Phase 3 (2025): The CLI and Agentic Workflow Inflection
2025 felt like a structural shift.
Instead of chat-first workflows, I started using terminal-first tools that could work directly against a repository: editing files, running commands, and iterating through feedback loops faster. By late 2025, this became properly agentic coding: tools handling multi-step tasks end-to-end, rather than just returning a code snippet for copy/paste.
The key difference was not just “better answers”. It was tighter execution loops:
- Change code
- Run checks
- Inspect output
- Refine immediately
Once that loop became smooth, productivity gains were more durable and easier to repeat across tasks.
Phase 4 (early 2026): Toward Co-Working Interfaces
In early 2026, tools started feeling less like assistants and more like co-working systems: persistent context, richer desktop interfaces, and better support for longer-running coding threads.
At the same time, skills became a major part of reliability. Reusable skill files and playbooks made agentic runs more consistent by encoding expectations, constraints, and repeatable workflows.
By February 2026, automations added the next layer. Instead of manually kicking off the same checks and summaries, recurring Codex runs could execute these workflows on a schedule and deliver results as inbox items.

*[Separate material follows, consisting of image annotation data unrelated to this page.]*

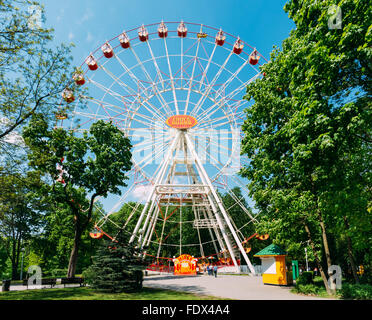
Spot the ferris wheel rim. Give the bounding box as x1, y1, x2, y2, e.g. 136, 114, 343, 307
56, 22, 267, 260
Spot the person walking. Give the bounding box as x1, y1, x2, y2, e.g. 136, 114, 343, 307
213, 264, 217, 278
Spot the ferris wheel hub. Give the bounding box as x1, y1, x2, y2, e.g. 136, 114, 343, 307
165, 114, 198, 130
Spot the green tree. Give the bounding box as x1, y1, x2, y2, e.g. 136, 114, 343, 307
242, 0, 372, 292
23, 115, 132, 277
84, 233, 145, 292
0, 174, 43, 279
0, 0, 78, 145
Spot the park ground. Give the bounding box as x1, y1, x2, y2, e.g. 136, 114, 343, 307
0, 274, 332, 300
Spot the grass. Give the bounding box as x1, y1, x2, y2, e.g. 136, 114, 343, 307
0, 287, 226, 300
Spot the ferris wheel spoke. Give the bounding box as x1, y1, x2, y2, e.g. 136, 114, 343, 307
193, 76, 257, 125
130, 47, 174, 115
101, 66, 169, 121
191, 51, 233, 114
199, 44, 217, 91
164, 38, 180, 114
86, 97, 164, 131
198, 113, 231, 129
184, 39, 200, 114
146, 41, 164, 89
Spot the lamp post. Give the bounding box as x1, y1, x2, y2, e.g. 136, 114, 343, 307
20, 248, 25, 280
305, 247, 309, 271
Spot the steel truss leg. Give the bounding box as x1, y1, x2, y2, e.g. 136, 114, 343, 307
184, 133, 255, 274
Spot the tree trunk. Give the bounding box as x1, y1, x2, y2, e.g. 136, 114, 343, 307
344, 216, 359, 284
318, 210, 336, 294
303, 221, 333, 294
67, 226, 81, 278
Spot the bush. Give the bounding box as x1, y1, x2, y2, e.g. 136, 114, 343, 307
82, 268, 96, 285
296, 271, 314, 286
295, 284, 320, 295
341, 283, 372, 300
50, 269, 67, 278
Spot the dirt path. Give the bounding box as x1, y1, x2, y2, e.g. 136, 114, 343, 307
143, 275, 332, 300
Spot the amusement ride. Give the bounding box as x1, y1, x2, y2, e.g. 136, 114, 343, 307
56, 21, 268, 274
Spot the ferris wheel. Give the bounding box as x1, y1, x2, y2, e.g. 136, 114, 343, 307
56, 21, 265, 273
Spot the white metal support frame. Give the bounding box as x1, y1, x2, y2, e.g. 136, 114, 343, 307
63, 21, 264, 273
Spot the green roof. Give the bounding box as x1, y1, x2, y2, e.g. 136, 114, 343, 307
254, 244, 287, 257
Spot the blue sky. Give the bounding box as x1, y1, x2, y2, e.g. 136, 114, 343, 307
41, 0, 294, 65
36, 0, 294, 215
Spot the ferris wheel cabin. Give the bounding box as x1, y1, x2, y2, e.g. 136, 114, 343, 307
101, 42, 114, 59
177, 21, 187, 38
216, 30, 226, 47
86, 55, 98, 71
138, 25, 149, 42
119, 32, 130, 49
158, 22, 168, 38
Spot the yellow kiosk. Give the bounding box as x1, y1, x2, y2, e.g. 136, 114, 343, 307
254, 244, 292, 286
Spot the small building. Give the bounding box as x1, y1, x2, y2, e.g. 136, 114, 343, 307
254, 244, 292, 286
173, 254, 198, 275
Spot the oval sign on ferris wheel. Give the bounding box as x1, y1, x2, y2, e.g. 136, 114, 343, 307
166, 114, 198, 129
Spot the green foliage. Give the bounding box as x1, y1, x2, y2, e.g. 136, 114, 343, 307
0, 0, 80, 146
294, 283, 324, 295
241, 0, 372, 292
23, 114, 132, 277
341, 283, 372, 300
83, 235, 145, 292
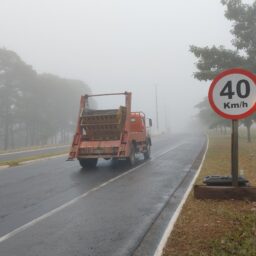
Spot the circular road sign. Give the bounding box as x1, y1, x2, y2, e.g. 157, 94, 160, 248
208, 68, 256, 120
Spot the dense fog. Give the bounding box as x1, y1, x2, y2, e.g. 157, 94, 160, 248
0, 0, 252, 148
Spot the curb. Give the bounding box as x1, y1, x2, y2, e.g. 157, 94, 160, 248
0, 153, 68, 170
154, 136, 209, 256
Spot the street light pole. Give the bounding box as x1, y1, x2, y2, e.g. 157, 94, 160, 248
155, 85, 159, 131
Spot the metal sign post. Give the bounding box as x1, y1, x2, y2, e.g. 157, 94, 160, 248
208, 68, 256, 187
231, 120, 238, 187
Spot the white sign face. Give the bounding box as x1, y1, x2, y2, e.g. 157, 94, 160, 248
209, 69, 256, 119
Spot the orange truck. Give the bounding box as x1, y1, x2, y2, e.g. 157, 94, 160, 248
68, 92, 152, 168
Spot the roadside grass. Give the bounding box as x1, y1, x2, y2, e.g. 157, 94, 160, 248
0, 150, 68, 167
0, 144, 69, 154
163, 135, 256, 256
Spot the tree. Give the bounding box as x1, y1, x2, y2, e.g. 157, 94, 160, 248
0, 49, 36, 149
0, 48, 90, 149
190, 0, 256, 142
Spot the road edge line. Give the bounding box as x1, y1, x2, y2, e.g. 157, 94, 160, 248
153, 135, 209, 256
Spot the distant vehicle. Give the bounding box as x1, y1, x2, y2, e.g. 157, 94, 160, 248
68, 92, 152, 168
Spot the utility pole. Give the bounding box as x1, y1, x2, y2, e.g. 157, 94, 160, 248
155, 84, 159, 131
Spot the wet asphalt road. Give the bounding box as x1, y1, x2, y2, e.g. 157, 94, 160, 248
0, 146, 69, 162
0, 135, 205, 256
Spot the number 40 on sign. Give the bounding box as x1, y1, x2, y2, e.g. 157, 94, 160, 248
208, 68, 256, 120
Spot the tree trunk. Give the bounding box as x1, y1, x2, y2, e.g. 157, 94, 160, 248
4, 104, 10, 150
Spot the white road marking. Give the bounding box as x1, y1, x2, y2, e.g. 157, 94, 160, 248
154, 136, 209, 256
0, 143, 186, 243
0, 145, 69, 156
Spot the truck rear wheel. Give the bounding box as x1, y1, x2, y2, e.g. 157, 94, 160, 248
78, 158, 98, 168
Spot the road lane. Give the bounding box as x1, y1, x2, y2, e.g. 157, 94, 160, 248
0, 133, 204, 255
0, 145, 69, 162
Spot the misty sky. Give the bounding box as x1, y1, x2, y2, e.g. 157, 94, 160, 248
0, 0, 252, 130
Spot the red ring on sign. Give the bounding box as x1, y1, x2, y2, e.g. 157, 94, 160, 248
208, 68, 256, 120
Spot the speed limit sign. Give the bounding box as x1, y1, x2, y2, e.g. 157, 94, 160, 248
208, 68, 256, 120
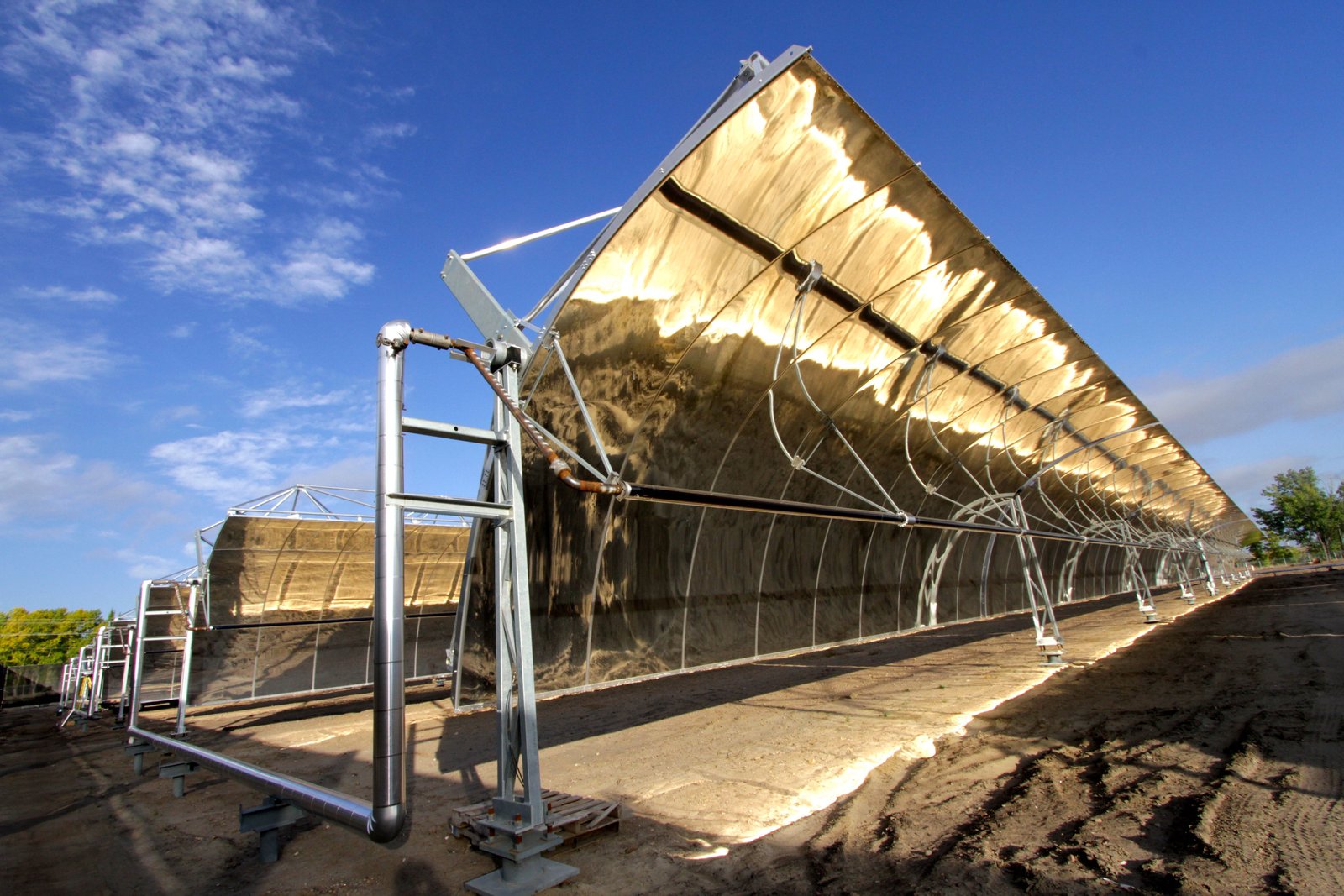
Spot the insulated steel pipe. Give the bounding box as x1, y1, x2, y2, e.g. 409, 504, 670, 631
128, 321, 410, 844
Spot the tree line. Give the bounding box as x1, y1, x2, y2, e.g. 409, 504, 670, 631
0, 607, 112, 666
1242, 466, 1344, 564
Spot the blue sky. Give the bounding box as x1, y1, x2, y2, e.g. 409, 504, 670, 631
0, 0, 1344, 610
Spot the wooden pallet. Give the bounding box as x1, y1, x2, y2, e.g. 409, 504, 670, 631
449, 787, 625, 846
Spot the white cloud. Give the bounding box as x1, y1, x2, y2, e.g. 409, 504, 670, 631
0, 321, 114, 390
276, 217, 374, 298
20, 286, 121, 307
150, 427, 372, 506
112, 548, 181, 579
0, 435, 168, 525
285, 454, 376, 489
1141, 334, 1344, 443
0, 0, 397, 304
240, 383, 351, 418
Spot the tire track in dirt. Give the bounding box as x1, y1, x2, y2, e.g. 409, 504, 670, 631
723, 574, 1344, 893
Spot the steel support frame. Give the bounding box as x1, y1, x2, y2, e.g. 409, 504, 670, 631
118, 322, 410, 844
378, 327, 578, 896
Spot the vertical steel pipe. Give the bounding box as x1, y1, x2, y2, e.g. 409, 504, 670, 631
370, 321, 412, 840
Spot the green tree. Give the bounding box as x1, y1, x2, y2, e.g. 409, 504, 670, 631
0, 607, 105, 666
1252, 466, 1344, 556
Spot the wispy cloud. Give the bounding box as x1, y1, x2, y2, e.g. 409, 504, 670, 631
0, 435, 170, 525
18, 286, 121, 307
112, 548, 186, 579
0, 0, 414, 304
0, 320, 114, 390
150, 430, 372, 506
240, 383, 351, 418
1142, 334, 1344, 443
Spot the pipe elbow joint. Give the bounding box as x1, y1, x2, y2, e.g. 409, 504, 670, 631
378, 321, 412, 351
365, 804, 406, 844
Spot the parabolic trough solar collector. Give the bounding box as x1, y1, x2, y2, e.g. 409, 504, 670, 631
459, 47, 1252, 700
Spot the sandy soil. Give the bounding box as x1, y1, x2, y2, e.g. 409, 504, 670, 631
0, 572, 1344, 894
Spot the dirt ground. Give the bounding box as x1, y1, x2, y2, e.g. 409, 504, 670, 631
0, 571, 1344, 896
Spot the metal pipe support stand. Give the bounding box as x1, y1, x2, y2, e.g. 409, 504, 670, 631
126, 743, 155, 775
1037, 634, 1064, 666
466, 825, 580, 896
159, 762, 200, 797
238, 797, 307, 865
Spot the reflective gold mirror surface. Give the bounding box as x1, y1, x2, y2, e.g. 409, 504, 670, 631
465, 55, 1250, 696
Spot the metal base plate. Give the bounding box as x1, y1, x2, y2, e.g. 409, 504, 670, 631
466, 856, 580, 896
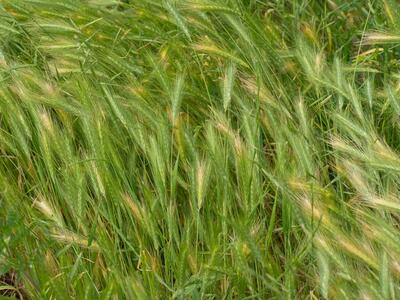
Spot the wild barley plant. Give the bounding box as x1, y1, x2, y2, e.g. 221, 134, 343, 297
0, 0, 400, 299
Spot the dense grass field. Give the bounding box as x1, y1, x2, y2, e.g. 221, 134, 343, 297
0, 0, 400, 300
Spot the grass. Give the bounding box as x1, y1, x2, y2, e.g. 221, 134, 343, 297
0, 0, 400, 299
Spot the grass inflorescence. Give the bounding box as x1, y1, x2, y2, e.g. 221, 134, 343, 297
0, 0, 400, 299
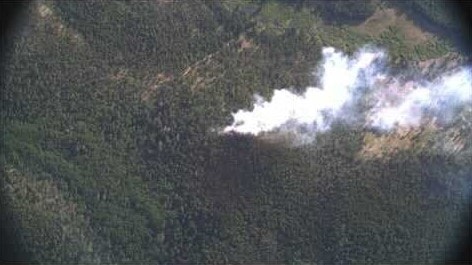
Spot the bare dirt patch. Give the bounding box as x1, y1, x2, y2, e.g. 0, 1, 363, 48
353, 8, 433, 45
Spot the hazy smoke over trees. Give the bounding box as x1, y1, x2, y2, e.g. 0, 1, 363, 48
223, 47, 472, 140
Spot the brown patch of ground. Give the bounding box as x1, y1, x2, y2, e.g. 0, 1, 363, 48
359, 121, 437, 159
353, 8, 433, 45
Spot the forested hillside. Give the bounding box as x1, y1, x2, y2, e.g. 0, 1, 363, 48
1, 0, 472, 264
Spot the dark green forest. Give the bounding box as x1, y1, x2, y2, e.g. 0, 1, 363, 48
0, 0, 472, 264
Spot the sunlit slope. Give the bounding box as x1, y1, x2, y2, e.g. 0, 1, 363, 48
1, 0, 472, 264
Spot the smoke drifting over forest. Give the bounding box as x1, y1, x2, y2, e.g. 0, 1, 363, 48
223, 47, 472, 140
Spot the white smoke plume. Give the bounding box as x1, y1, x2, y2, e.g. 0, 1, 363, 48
223, 47, 472, 140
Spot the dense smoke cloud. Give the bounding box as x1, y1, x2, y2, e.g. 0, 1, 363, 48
223, 47, 472, 139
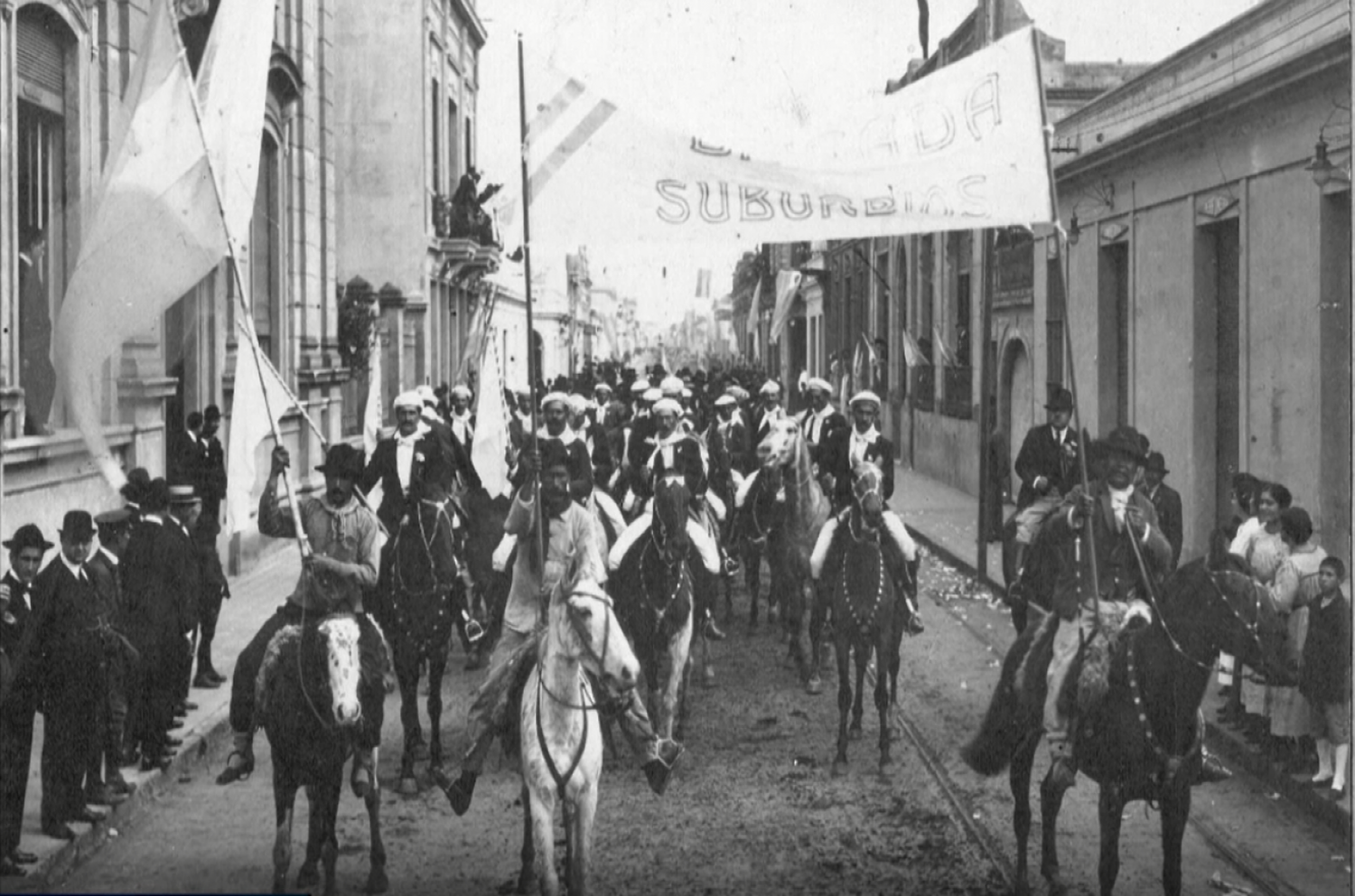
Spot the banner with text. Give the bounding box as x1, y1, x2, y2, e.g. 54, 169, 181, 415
499, 29, 1054, 246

The improvement here is operational. It is about keeping momentum across multiple tasks with predictable quality, not just generating one-off code snippets.
What Actually Moved the Needle
Looking back, these factors mattered most:
- Repository-aware workflows over isolated chat windows
- Terminal integration over copy/paste prompting
- Fast validate/fix cycles (tests, linting, type checks)
- Strong diff review habits before accepting generated changes
- Better context retention across a longer task lifecycle
- Reusable skills for common workflows, so outputs stayed structured and repeatable
- Automations for recurring tasks, so high-value routines happened without manual prompting
What Did Not Matter as Much
Some improvements were useful, but less impactful for core coding throughput:
- New model announcements without workflow integration
- Generic “write this function” prompting with no project context
- Feature novelty that did not reduce validation effort
How I Evaluate New AI Coding Tools Now
I use a simple checklist before adopting anything new:
- Does it work directly against my real repository?
- Can it run and interpret local checks, not just generate code?
- Does it reduce context switching between IDE, terminal, and docs?
- Is it easy to review and control every suggested change?
- Does performance hold up on long, multi-file tasks?
If a tool fails most of those checks, it may still be interesting, but it is unlikely to stick in my daily workflow.
Final Thoughts
From 2021 to 2026, the story has been less about “which model is best” and more about “which workflow compounds”.
Autocomplete was the start. Conversational coding widened access. CLI agents and co-working interfaces radically changed the execution loop. The recent Agents and Skills have enabled the biggest day-to-day productivity gains for me now, it truly feels like I have superpowers.